The ideal cake recipe for spring and summer is paleo lemon blueberry cake. It has a significant amount of fresh blueberries on top and is bright, lemony, and flavorful. This paleo cake recipe is made using a combination of tapioca flour, almond flour, coconut flour, and a significant amount of fresh lemon juice.
A lemon blueberry cake has long been on my baking wish list. Something about the flavor combination of lemon and blueberries is indescribably delightful and makes you grin. It epitomizes springtime and summertime sweetness and is ideal for Mother's Day, Sunday brunch, and afternoon tea.
However, as you are undoubtedly aware, paleo baking has its nuances. The proportions of the flour, wet ingredients, and sweetener must be exact for the appropriate texture. If you've been following the behind-the-scenes on my Instagram, you'll know I made four attempts at this cake (and other minor adjustments).
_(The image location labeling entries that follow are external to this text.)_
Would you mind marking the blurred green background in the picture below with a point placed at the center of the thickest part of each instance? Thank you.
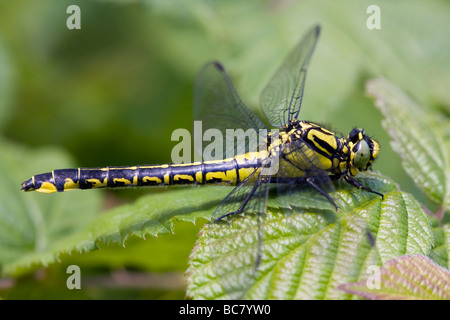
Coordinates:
(113, 92)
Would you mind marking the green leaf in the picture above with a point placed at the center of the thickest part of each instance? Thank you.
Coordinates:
(417, 138)
(152, 214)
(310, 251)
(30, 224)
(406, 277)
(441, 248)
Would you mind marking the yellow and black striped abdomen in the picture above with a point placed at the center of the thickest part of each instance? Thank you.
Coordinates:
(229, 171)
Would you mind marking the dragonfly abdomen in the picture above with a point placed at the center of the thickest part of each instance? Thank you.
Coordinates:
(229, 171)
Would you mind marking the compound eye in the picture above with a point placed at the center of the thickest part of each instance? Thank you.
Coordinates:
(356, 135)
(362, 154)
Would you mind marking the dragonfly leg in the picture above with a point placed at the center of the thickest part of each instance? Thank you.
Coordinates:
(322, 192)
(358, 185)
(244, 203)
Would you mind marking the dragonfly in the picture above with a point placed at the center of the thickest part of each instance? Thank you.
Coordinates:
(290, 153)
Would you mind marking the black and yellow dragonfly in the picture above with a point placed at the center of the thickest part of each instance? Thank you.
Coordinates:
(301, 149)
(298, 152)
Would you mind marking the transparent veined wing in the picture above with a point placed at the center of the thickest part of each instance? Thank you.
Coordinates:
(218, 105)
(281, 99)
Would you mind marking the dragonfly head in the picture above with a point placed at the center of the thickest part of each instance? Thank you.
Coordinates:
(363, 151)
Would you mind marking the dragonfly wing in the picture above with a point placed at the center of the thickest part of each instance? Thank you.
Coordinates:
(281, 99)
(218, 105)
But good news: I'm overjoyed with this recipe's outcome and am delighted to share it with you today.
PALEO CAKE INGREDIENTS
The ingredients will be familiar to you if you're familiar with paleo baking, which is dairy- and gluten-free. Like many of my baking recipes, the cake's main ingredient combines coconut flour, tapioca flour, and almond flour.
I experimented with several different sweeteners when evaluating this recipe, including:
- Maple Syrup: I used it in the official recipe since maple syrup was the unanimous choice among the taste testers. It gave the cake a flavor that was light and mildly sweet.
- Honey: Honey can be substituted for maple syrup in a recipe at a 1:1 ratio. Honey has the potential to give the cake a slightly denser structure when compared to syrup. But honey is the most excellent substitute if you want a less sweet cake.
- Monk fruit and erythritol: These two sweeteners can help you stick to a low-carb and ketogenic diet. However, as monk fruit is a dry ingredient, you'll need to change the ratio by either boosting the amount of a wet ingredient or lowering the amount of a dry component (I suggest increasing the amount of coconut oil and decreasing the amount of each flour).
Last, the cake features a beautiful blueberry top and a lemon flavor, if you still need to guess. Who said I couldn't incorporate blueberries into a dessert to reach my weekly count? Blueberries are one of my list of eight anti-inflammatory foods I eat weekly. *wink*
WHICH LEMONS SHOULD YOU USE?
Using fresh lemon juice in this recipe would be better than lemon juice from a bottle. The taste is much stronger and more distinct. If you can find Meyer lemons, they're perfect for this cake because they're a little sweeter.
HOW TO MAKE PALEO LEMON BLUEBERRY CAKE
I suggest using a springform pan for this cake because it has blueberries on top. Getting the cake out of the pan after baking is much easier, and you aren't concerned about flipping it over. After getting your pan ready, you'll need to do the following:
- In a bowl, combine the dry ingredients.
- The wet ingredients should all be combined in a separate basin. Although mixing the wet and dry ingredients causes a chemical reaction that aids in the cake rising, this step may appear to be a diabolical ruse to get you to wash more dishes. The chemical reaction must last just before the batter is placed in the oven, or your baking may be bland.
- Using a hand mixer, combine the dry components with the wet ones. Pour the batter into the spring-form pan after it has been thoroughly combined.
- Merge blueberries in! After pouring half of the batter, I advise adding ½ cup (or more, if you'd like) of blueberries. After that, cover the cake with the remaining 1 ½ cups of blueberries and bake it at 350 degrees for 20 minutes.
What does paleo mean?
Paleobotany is a combined term used in creating compound nouns that means "old" or "ancient,", particularly about earlier geologic periods.
Do Lemon Cakes have a lot of calories?
Lemon Cake has 332 calories per serving. A total of 206 calories come from carbohydrates, 20 calories from proteins, and the remaining 98 calories are from fat.
How much protein does a piece of lemon cake contain?
Body Watchers One slice of Lemon Cake Slices has 95 calories, 13.5g total carbs, 4.3g net carbs, 4.4g fat, and 1.1g protein.
What is the sugar content in a blueberry cake?
Each 68 g serving of blueberry cake has 240 calories. This serving has 42 g of carbohydrates, 3 g of protein, and 7 g of fat. The latter has 1 g of dietary fiber and 26 g of sugar, the remaining complex carbohydrates.
Almond flour, tapioca flour, and coconut flour are combined with enough fresh lemon juice and blueberries to make a paleo-friendly cake called "Lemon Blueberry Cake."